1998: Economic Growth of East Asia—Will It Last in the 21st Century?

The timely theme is discussed in terms of growth potential, financial sectors and regional cooperation.

Kiyoshi ABE (Chiba University) analyzes the cause of the East Asian Crisis triggered by the Thai Baht devaluation in July 1997, and refers to six structural problems common to Southeast and East Asia: high-exchange economy, weak inter-industry linkage, institutional mismatch, global standard, weak intra-Asia cooperation and lacking self-help. A revival of the East Asian Miracle will remain very difficult. Its total factor productivity will remain low in the near future.
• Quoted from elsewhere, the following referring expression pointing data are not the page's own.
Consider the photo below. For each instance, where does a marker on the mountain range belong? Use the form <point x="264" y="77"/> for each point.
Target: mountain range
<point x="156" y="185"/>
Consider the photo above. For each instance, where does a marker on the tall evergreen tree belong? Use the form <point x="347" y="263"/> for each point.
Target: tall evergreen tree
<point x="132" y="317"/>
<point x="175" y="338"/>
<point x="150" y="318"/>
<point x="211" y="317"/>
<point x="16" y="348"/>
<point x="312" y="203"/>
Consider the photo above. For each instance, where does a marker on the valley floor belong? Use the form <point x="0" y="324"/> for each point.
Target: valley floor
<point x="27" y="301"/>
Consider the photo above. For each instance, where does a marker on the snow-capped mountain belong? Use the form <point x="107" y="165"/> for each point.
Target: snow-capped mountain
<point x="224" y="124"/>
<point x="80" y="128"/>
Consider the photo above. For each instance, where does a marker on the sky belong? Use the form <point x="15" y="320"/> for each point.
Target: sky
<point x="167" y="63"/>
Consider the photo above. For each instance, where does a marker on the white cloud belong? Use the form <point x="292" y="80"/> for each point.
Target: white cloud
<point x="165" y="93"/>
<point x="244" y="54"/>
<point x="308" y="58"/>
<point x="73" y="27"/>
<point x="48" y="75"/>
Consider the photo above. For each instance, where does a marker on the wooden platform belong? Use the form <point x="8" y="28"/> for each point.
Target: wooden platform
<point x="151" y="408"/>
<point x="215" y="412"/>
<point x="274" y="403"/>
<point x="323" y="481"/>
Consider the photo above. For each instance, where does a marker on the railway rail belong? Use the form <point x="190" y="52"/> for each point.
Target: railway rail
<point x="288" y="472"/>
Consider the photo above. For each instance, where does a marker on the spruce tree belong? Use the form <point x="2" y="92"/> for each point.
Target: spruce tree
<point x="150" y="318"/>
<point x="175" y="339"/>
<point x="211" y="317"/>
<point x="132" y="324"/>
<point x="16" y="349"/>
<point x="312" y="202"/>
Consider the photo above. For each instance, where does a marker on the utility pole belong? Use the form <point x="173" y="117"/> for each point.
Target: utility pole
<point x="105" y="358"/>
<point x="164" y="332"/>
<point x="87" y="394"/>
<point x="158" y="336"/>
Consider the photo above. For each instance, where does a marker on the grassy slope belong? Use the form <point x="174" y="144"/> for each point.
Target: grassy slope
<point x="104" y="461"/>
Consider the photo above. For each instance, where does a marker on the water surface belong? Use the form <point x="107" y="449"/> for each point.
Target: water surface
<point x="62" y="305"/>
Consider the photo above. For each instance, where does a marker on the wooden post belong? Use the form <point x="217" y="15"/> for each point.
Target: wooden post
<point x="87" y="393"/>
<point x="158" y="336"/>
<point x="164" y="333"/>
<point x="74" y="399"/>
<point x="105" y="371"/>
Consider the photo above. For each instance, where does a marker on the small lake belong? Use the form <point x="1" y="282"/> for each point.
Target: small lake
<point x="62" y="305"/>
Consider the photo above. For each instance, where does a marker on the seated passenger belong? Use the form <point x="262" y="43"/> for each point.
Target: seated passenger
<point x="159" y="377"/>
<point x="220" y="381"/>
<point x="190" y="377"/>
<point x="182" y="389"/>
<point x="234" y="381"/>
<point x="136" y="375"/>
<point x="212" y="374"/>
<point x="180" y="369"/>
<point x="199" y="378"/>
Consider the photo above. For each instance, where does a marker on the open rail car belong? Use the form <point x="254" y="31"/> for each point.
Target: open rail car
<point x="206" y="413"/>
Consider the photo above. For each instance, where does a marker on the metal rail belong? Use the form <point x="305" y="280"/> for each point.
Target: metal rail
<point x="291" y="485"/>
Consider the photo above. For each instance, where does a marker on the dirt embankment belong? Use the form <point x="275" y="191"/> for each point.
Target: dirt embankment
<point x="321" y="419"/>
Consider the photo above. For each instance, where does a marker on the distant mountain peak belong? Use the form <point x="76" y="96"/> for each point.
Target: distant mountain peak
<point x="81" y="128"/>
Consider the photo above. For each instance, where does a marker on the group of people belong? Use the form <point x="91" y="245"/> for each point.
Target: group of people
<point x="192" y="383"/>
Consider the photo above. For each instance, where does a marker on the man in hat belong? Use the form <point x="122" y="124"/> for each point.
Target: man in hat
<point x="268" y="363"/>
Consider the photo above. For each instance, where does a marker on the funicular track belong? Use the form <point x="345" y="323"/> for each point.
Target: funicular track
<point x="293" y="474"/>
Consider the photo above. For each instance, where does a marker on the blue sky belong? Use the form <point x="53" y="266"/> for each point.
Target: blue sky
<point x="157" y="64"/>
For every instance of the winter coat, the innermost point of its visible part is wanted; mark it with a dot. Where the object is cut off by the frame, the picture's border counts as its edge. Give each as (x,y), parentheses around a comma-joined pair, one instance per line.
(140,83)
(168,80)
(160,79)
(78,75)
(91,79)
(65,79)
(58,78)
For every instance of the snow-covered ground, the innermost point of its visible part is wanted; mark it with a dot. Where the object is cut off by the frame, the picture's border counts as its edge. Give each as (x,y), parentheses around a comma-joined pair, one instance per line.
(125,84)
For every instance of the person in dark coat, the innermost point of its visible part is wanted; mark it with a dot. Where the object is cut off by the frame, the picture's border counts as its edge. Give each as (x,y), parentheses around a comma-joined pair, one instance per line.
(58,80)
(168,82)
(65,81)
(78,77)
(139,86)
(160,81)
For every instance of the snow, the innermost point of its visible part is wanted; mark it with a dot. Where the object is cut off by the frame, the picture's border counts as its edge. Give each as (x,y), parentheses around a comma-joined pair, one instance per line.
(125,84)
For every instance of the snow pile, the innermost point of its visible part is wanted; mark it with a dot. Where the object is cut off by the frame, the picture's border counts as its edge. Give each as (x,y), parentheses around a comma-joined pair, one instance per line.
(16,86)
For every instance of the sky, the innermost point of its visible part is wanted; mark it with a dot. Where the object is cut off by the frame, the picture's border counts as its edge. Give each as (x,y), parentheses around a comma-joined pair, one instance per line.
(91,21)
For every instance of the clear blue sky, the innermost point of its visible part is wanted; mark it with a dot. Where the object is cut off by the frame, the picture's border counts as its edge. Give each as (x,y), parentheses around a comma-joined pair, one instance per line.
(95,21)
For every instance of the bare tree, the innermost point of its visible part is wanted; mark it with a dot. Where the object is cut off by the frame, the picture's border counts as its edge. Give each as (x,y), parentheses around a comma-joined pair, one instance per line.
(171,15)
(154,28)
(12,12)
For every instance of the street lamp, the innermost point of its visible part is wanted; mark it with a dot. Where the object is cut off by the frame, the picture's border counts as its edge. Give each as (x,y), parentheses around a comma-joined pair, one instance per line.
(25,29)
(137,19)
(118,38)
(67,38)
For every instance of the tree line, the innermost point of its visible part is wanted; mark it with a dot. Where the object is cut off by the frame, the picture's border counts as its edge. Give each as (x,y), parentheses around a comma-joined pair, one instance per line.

Sahoko KAJI (Keio University) argues that capital-account liberalization and financial globalization enforce structural convergence. Global standard emerges in a system where people from different nations mingle and do business without risking financial ruin. One of the unintended consequences of capital-account liberalization is the structural convergence to the global standard. Resisting the structural change with financial sectors widely open is not only fruitless but also detrimental.

Fumio YOSHINO(Takushoku University)points out that the past high growth of Southeast Asia has been due to the MNC supply network as well as Chinese network, rather than a success of the ASEAN. Weak is the contribution of the ASEAN to the economic growth. Southeast Asian economies depend so much on the MNCs and the Chinese power. The self-help power is still so weak. The role of Japan is crucially important.

There were three papers on Japan-Korea Relations presented by Chuk Kyo Kim (Hanyang U.) & Jong Wook Won(Institute for Health & Social Affairs), Dong Cheon Shin & Young-Sun Lee(both Yonsei University), and Yong Jin Kim (Dongduk Women’s Univ.) & Jong-Wha Lee(Korea University).

A special lecture was also held on East Asian Crisis (Some Limits to Liberalization of Global Markets), with Lawrence R. Klein, University of Pennsylvania as Main Speaker.